# NumPy Basics: Stats, Normalization, and Smoothing

**Goal:** use NumPy arrays to implement the math-y parts of wrangling.

**Covered:**
- Computing descriptive stats and handle NaNs
- Normalize/standardize arrays
- Apply simple smoothing for noisy signals

## 1. Setup
- Import `numpy as np`.
- Assume we start from either a Pandas column (`df['col'].to_numpy()`) or a raw array `x`.

In [None]:
import os, sys, glob
import pandas as pd
import numpy as np
import matplotlib.pyplot as plt

In [None]:
# ------------------
# GENERATING ARRAYS
# ------------------

rng = np.random.default_rng(7)

# Section 2: stats with NaNs
arr_nan = np.array([42.0, 50.0, np.nan, 60.0, 70.0, np.nan, 55.0])

# Section 3: clean numeric with one outlier
arr_clean = np.array([1., 5., 10., 12., 14., 15., 20., 22., 25., 200.])  # 200 is an outlier

# Section 4: noisy signal for smoothing
linspace = np.linspace(0, 2*np.pi, 40)
signal_noisy = np.sin(linspace) + rng.normal(0, 0.15, size=linspace.size)
signal_noisy[10] = np.nan  # one missing sample to show handling
print("Demo arrays ready: arr_nan, arr_clean, signal_noisy")

## 2. Descriptive Stats with NaNs
---
**Dataset:** use `arr_nan` (a tiny 1D array).
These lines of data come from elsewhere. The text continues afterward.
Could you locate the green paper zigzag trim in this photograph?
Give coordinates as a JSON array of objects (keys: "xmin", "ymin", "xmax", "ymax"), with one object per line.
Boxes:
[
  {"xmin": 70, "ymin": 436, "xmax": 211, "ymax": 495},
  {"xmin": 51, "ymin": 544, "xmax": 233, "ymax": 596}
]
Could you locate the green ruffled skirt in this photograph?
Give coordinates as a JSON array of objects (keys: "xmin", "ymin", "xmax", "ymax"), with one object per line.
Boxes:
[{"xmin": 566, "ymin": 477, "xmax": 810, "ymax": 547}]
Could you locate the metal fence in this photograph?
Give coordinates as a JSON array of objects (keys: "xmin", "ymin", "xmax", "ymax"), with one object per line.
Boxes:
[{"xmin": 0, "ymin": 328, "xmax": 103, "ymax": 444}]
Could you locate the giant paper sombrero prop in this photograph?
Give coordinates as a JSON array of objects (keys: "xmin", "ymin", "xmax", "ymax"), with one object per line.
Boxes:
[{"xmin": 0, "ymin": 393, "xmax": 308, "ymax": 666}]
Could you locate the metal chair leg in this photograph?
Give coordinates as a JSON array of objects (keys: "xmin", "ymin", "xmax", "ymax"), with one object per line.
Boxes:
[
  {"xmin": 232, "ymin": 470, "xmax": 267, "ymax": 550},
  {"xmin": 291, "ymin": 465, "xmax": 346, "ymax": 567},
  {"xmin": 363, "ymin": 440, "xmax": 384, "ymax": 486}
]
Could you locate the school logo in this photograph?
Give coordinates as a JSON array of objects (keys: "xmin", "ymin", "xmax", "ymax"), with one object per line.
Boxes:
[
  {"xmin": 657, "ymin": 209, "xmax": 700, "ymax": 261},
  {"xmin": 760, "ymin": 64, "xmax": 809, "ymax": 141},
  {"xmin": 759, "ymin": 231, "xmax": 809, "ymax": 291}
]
**Use:** `np.nanmean`, `np.nanmedian`, `np.nanstd` for arrays containing NaNs.
- Plain `np.mean/median/std` will return `nan` if any NaN is present.
- The `nan*` versions compute while **ignoring** NaNs.


In [None]:
# --- Section 2: Descriptive stats that ignore NaNs ---
print("[nan-aware stats on arr_nan]")
print(f"arr_nan: {arr_nan}\n")

print(f"np.mean      -> {np.mean(arr_nan)}")         # returns nan
print(f"np.nanmean   -> {np.nanmean(arr_nan)}\n")    # ignores NaN

print(f"np.median    -> {np.median(arr_nan)}")       # returns nan
print(f"np.nanmedian -> {np.nanmedian(arr_nan)}\n")  # ignores NaN

print(f"np.std       -> {np.std(arr_nan)}")          # returns nan
print(f"np.nanstd    -> {np.nanstd(arr_nan)}")       # ignores NaN

In [None]:
# --------------
# Handling NaNs: count 
# Fill with constants/mean, 
# Forward-fill 
# Interpolation
# --------------

# Count NaNs
nan_count = np.isnan(arr_nan).sum()
print(f"arr_nan: {arr_nan}")
print(f"NaN count: {nan_count}\n")

# Fill with 0
filled_zero = np.nan_to_num(arr_nan, nan=0.0)
print("[Fill NaNs with 0]")
print(filled_zero, "\n")

# Fill with mean
mu = np.nanmean(arr_nan)
filled_mean = np.nan_to_num(arr_nan, nan=mu)
print(f"[Fill NaNs with mean={mu:.2f}]")
print(filled_mean, "\n")

# Interpolation across gaps (linear)
arr_interp = arr_nan.copy()
mask = np.isnan(arr_interp)
if mask.any():
    idx = np.arange(arr_interp.size)
    arr_interp[mask] = np.interp(idx[mask], idx[~mask], arr_interp[~mask])
print("[Linear interpolation across NaNs]")
print(arr_interp, "\n")

# True forward-fill (carry last valid value)
arr_ffill = arr_nan.copy()
mask = np.isnan(arr_ffill)
idx = np.where(~mask, np.arange(arr_ffill.size), 0)
np.maximum.accumulate(idx, out=idx)
arr_ffill = arr_ffill[idx]
print("[Forward-fill NaNs (carry last valid)]")
print(arr_ffill)

## 3. Normalization & Standardization
---
**Dataset:** use `arr_clean` (1D array with an outlier).
> How do outliers influence our normalization & standardization methods?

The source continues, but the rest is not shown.